Let’s say you’re on the way home from dropping the kids off at school; you’re at the halfway point. Suddenly, you hear jets screaming overhead and huge explosion shakes your vehicle; off in the distance, you see a black cloud of smoke rising.
What do you do?
Do you go home, grab your BOB, batten down the hatches? Turn around and go get the kids first? Or do you gaze at the horizon and think, “Huh, I wonder what happened?”
Most people will probably have that last reaction.
For myself, I’d hit the radio to find the news, tap my Bluetooth to call my husband, and turn around. Since, initially, most people will just stare openmouthed and/or come to a screeching halt while they try to take in the entire scenario, traffic could be a little dicey – but not nearly as bad as will get within the next hour, or less.
In fifteen minutes, I’d be back at school and running inside to get my kid. Now, even school admins are going to be among those who are busy “wondering,” and that’s if they’re aware of what’s going on outside. Presumably, in this situation, almost everyone will have heard the explosion, but reactions are going to fall along the most conservative lines.

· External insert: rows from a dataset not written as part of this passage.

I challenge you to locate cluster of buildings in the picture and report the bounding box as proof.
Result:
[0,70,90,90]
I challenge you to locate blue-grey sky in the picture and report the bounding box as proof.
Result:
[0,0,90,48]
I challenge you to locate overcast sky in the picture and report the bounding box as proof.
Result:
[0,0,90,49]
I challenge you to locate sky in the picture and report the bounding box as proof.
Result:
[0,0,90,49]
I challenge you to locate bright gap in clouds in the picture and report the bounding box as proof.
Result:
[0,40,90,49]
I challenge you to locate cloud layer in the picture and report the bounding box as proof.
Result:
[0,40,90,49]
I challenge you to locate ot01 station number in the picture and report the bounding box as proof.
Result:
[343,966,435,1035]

I’d probably go straight to the office, claim a dire family emergency in as few words as possible, and follow whoever is sent to get my kid. This is still going to take oh, ten minutes. Now, it’s been nearly half an hour since SHTF. At this point, it would likely take 30-40 to arrive at home.
Of course, the news would be full of stories by now and many will be panicking; some will be prepared; some will still be clueless. But within the hour, we should all be home.

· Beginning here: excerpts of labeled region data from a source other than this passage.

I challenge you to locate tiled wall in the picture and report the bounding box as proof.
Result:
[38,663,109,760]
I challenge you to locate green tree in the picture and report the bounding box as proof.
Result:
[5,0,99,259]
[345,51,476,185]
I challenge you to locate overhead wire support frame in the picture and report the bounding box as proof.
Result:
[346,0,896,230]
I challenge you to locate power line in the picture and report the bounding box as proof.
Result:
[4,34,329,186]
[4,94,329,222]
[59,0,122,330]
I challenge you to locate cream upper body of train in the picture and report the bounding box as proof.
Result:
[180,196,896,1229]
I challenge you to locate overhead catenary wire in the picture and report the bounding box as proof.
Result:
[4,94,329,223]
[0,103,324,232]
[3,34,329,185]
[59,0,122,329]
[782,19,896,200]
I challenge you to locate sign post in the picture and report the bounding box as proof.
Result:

There’s also the question of any others in your group, and where they are and how or when they’ll be arriving. In my book (heh), it’s on them. You aren’t going to be able to hunt them down, make calls, etc. You have to have this plan in place. If they can get through to keep you informed, great – if they make it to the house, even better. But you can’t count on that.
And finally, it’s time to make that decision: go, or stay.